Я развернула все красотули и финтифлюшки, которые мне детишки понаделали, и всех деток крепко обняла. Бадди поленьев в костер навалил. Мы вокруг сели песни петь, а детки жарили маршмаллоу. Вокруг Фрэнк Доббз скакал и на губной гармошке наяривал, а бородатый черный хлопал по барабанам мистера Келлер-Брауна. Девлин тренькал на гитаре (хотя играть на ней ни в зуб не умел), а костер догорел, и за свежей листвой ясеня взошла луна. Бетси и жена Бадди отвели своих детей в дом. Мистер Келлер-Браун забрал Тоби в автобус, а малыш по-прежнему обнимался с котенком. Из автобуса мистер Келлер-Браун вынес банку мелких катышков и насыпал их на угли. Настоящий мирр, объяснил он, из Ливана. Запахло свежо и резко, будто кедровую смолу теплый осенний ветерок принес, а не тошнотно сладко, как другие благовония. Потом он подушек вытащил, и мужчины уселись беседовать об устройстве вселенной, а я поняла, что мне пора спать.
– Где эта моя гигантская сумочка? – шепчу я внуку.
Он грит:
– В хижине. Бетси тебе постелила. Я тебя провожу.
Да не стоит, говорю, – луна яркая да и по участку этому я могу с закрытыми глазами гулять, – и всем пожелала спокойной ночи.
В ясенях сверчки пели – довольные, что лето пришло. Я прошла мимо старого плуга Эмерсона: кто-то собрался приварить его к стояку для почтового ящика, а потом просто бросил ржаветь. Я загрустила – и тут заметила: сверчки-то примолкли. Я не спешу, до самой ограды дохожу, а там прям передо мной – он: острая черная пирамида под луной, и шипит на меня:
– Черный ход! Никогда через черный ход ни ко мне, ни к малышу моему больше не подкрадывайся, слышь? Никогда! Ты поняла?
Я, конечно, окаменела вся. Но, правду тебе сказать, как вспомню – так ни чуточки не удивительно. С одной стороны, я сразу поняла, кто за этой черной пирамидой стоит и шипит и хрипит так протяжно. А с другой – сообразила, о чем он.
– Ебаный кулон твой – ладно еще, потому что я сказал: «Старая. Просто она старая. Не понимает». А потом та же хуйня с этим кошаком, блядь, началась – а это черный ход!
Чьи-то огромные руки сзади меня за голову обхватили и на него смотреть заставили. Пальцы на самый рот мне наползли. Ни закричать, ни отвернуться, ни даже моргнуть.
– Белый ангел мама белый ангел, хуй там! Я тебе покажу белого ангела!

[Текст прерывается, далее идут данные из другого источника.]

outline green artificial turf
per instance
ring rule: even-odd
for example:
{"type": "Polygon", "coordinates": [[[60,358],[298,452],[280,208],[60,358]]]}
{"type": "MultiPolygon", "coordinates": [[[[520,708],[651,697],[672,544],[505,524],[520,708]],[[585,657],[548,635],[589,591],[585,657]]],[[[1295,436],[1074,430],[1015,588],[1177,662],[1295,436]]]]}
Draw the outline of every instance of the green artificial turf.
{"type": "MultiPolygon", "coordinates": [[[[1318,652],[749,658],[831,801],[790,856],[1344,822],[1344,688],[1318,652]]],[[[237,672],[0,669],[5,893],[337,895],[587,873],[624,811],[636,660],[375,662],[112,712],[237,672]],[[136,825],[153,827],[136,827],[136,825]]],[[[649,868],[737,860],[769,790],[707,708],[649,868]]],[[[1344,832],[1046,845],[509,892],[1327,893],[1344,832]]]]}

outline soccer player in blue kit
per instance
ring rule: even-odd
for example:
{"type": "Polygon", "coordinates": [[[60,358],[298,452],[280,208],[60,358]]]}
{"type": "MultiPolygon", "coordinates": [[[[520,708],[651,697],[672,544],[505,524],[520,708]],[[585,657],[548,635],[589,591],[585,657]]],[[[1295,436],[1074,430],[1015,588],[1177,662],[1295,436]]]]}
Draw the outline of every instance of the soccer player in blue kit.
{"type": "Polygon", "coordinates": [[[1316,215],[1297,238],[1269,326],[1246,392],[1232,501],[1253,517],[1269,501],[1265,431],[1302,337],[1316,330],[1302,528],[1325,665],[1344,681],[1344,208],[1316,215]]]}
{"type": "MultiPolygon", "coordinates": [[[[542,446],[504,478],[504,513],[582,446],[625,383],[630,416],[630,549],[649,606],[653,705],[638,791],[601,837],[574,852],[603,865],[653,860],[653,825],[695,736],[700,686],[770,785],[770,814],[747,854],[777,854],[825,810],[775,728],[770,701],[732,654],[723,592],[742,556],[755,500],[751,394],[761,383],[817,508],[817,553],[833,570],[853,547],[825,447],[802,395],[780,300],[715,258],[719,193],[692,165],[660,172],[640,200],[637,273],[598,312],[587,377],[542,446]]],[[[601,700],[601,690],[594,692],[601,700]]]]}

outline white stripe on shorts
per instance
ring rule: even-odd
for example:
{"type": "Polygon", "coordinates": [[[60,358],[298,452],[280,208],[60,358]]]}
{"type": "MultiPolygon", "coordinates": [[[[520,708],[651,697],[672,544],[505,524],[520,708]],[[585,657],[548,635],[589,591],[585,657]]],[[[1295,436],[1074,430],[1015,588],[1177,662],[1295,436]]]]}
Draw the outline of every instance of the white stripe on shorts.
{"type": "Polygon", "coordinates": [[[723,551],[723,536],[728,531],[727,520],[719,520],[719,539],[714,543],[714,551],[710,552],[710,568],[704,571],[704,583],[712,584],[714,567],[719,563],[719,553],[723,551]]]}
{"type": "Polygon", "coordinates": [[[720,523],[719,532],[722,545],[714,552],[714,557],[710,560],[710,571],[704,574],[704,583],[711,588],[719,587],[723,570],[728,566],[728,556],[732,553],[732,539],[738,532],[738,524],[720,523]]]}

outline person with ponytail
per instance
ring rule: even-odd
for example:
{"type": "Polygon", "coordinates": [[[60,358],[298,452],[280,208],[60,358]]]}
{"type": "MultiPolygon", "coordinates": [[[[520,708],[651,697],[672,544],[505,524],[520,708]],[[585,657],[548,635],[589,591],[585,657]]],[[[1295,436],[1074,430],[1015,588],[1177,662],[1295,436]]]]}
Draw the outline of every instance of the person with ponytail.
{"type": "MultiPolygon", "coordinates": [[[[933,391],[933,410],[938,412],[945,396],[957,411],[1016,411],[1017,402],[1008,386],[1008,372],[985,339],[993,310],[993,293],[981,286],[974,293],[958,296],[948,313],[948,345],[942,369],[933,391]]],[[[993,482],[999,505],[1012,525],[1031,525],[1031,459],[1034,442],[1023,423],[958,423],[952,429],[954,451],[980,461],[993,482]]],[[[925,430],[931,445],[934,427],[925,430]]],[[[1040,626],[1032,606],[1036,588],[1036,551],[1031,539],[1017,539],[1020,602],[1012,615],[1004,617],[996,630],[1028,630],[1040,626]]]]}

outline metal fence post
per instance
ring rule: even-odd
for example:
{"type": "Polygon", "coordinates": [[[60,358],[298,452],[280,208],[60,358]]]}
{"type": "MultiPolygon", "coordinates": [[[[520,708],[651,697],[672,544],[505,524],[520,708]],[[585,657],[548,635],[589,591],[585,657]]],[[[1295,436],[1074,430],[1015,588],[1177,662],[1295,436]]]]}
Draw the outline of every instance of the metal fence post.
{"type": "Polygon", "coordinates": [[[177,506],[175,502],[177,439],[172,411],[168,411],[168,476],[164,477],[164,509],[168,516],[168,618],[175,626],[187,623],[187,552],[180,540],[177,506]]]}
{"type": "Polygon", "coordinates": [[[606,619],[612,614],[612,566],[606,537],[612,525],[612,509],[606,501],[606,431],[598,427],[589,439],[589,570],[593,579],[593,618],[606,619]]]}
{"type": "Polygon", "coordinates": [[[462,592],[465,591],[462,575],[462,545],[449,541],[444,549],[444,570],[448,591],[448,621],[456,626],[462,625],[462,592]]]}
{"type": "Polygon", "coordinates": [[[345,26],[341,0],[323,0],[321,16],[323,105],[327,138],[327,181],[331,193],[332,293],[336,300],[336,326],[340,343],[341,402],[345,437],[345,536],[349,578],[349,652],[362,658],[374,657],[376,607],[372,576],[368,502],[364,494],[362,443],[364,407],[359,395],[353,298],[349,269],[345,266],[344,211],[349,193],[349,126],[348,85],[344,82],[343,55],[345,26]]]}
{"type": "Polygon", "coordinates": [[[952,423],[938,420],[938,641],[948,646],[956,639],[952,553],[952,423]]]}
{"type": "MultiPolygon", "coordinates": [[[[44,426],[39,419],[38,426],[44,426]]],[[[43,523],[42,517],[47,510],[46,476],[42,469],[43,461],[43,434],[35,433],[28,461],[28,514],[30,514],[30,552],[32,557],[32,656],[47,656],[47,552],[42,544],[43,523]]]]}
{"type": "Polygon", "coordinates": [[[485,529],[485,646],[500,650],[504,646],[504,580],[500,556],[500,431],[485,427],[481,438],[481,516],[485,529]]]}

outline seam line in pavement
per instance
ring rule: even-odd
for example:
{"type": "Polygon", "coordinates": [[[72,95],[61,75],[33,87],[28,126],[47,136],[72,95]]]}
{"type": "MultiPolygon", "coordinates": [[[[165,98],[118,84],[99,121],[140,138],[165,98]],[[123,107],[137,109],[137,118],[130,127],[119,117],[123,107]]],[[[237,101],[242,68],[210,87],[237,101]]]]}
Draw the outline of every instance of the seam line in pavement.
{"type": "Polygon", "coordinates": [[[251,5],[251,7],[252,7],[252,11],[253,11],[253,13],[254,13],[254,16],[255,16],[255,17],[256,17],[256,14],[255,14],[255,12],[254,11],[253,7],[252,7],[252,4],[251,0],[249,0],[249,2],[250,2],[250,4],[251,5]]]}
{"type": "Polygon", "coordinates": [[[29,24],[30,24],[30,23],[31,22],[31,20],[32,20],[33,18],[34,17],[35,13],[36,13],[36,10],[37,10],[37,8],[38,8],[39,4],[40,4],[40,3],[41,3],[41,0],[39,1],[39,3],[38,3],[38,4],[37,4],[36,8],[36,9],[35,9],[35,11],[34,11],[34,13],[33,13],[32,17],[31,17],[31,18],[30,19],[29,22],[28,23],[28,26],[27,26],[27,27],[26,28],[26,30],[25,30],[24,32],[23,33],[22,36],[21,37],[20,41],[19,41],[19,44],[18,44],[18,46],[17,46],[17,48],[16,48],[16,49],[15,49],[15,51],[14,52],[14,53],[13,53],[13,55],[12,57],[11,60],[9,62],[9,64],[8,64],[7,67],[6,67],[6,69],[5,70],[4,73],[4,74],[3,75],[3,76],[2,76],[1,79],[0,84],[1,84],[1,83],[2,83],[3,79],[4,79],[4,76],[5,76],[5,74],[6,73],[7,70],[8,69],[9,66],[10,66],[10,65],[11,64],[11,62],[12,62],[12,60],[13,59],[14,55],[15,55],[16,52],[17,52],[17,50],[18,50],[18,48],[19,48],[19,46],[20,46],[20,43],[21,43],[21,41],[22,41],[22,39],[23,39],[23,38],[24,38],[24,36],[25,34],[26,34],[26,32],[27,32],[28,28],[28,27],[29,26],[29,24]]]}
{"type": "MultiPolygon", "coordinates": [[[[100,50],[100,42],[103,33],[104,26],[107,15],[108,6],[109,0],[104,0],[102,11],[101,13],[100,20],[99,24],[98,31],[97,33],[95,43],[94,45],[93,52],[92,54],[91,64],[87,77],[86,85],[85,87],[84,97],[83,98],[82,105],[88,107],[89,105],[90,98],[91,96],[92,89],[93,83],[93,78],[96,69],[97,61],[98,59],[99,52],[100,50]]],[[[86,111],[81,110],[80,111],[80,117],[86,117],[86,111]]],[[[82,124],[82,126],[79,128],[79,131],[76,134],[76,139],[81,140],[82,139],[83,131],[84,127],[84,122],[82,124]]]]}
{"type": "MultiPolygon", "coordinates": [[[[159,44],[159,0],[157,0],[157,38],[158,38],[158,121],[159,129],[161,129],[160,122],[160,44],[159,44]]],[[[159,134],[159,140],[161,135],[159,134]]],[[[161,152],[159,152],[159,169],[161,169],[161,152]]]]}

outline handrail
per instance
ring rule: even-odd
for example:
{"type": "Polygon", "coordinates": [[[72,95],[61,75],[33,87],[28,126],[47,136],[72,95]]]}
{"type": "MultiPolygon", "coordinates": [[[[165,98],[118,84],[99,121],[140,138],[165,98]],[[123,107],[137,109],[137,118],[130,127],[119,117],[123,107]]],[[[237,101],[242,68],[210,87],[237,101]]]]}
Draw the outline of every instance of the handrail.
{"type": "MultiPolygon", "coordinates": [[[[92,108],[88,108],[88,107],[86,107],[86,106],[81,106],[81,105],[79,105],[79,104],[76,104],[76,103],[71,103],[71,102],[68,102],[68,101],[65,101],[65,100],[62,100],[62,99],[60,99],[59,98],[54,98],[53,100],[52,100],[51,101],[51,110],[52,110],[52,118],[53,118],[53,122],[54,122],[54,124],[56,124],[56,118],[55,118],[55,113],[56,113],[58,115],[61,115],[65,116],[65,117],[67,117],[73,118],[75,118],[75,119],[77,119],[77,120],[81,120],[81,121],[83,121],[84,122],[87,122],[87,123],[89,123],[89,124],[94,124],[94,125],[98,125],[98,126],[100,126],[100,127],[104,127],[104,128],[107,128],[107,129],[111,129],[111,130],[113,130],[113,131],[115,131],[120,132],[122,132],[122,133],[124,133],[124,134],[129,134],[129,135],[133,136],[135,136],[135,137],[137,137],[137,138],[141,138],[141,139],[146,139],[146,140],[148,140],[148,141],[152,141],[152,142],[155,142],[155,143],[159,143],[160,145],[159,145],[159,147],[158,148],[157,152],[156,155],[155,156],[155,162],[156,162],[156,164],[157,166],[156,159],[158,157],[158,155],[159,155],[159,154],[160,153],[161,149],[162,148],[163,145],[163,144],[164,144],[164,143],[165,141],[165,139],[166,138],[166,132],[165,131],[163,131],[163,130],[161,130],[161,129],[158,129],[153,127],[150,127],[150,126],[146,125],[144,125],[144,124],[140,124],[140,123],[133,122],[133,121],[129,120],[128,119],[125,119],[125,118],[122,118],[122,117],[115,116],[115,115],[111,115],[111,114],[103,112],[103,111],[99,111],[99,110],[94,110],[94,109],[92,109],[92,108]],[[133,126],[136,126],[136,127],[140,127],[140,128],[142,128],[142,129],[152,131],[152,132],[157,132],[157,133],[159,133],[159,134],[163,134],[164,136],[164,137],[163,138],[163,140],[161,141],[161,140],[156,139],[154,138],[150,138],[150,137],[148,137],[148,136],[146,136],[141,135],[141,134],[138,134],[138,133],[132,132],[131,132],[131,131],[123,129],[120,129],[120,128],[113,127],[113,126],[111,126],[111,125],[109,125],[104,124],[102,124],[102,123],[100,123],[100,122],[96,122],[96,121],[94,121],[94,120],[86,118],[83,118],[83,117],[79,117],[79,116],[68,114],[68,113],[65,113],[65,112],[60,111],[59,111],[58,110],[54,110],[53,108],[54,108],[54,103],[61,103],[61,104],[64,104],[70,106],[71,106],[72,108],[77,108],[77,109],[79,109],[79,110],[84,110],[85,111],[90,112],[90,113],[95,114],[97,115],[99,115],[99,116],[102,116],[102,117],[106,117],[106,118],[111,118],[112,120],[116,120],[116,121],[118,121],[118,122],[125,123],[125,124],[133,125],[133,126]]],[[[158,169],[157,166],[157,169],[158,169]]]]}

И тут Ох миленький Спаситель он на лице у себя вроде как черную блузку расстегнул. И ко мне вихрем две груди выпали – так близко, что черные соски в сами глазные яблоки мне воткнулись… и давай накачивать… выдаивать в меня такие мысли и такие картинки, что мой рассудок сразу понял – ни думать этого, ни смотреть на такое нельзя. Пусть мимо скользят, говорю я себе в уме, скользя-а-ат… и картинку сочинила, как с гуся вода скатывается. Гусь заплескался, все забрызгал, и он этого, должно быть, сильно не ожидал, потому что моргнул. Я чую – невидимые руки от головы моей отпали – и поняла, что никого у меня позади не было.